Propagande : L’aveu de Dominique Baudis. (2)
Le Torchon Rouge laisse la parole à Olivier Azam, co-réalisateur avec Daniel Mermet de « Chomsky et Compagnie »*. Il revient sur la campagne européenne où le dernier des « comte[s] de Toulouse », Dominique Baudis, dans sa quête de l’Union, comptait bien se servir d’armes médiatiques. Deuxième partie.
UNE BREVE HISTOIRE DE LA T.N.T.
En matière d’audiovisuel, la mémoire est aussi courte qu’en politique. Les deux chaînes que Dominique Baudis n’ose pas nommer et qui ont effectivement rendues leur licence T.N.T. sont Canal J et AB1, toutes deux ont « jeté l’éponge » par défaut de financement et de rentabilité.

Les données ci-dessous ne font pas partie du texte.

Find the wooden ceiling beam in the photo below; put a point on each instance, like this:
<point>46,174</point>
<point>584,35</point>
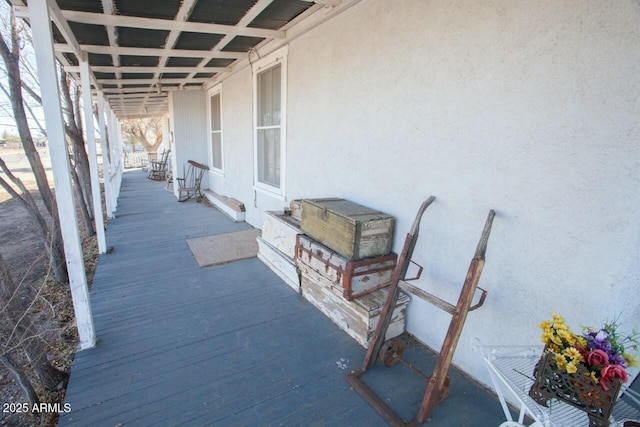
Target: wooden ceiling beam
<point>169,25</point>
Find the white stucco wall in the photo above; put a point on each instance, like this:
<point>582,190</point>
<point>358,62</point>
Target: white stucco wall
<point>530,109</point>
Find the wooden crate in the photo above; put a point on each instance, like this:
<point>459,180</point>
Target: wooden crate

Alors permettez-moi de vous rafraîchir la mémoire :
orsque l’idée de la T.N.T. vint tardivement au gouvernement de la « gauche plurielle », le C.S.A., alors présidé par Dominique Baudis, ne trouvait pas l’idée si bonne. Ça ne plaisait pas non plus à TF1 qui semblait craindre une potentielle perte de terrain et de marchés publicitaires. Donnée en cadeau à Bouygues sous le régime mitterrandien, TF1 était toujours une bonne affaire et un bon outil de propagande pour la droite, alors pourquoi changer une situation « gagnant-gagnant » ? Tout ce petit monde traînait des pieds dans la connivence.
En 2005, ne pouvait plus reculer, le C.S.A. de Dominique Baudis s’exécutait finalement et attribuait les précieuses fréquences de la T.N.T. Solution magique, déjà techniquement dépassée, mais qui était désormais célébrée comme « la télévision de demain ». Et parmi ce choix à nouveau verrouillé par le complexe politico-industriel (quelques copains), le C.S.A. avait fait celui de (bien) servir le groupe marchand d’armes Lagardère qui disposait ainsi de deux chaînes. Le C.S.A. avait bon dos de jouer une fable pluraliste, frustrant le groupe Bouygues-TF1, pour de « nouveaux entrants » du même acabit.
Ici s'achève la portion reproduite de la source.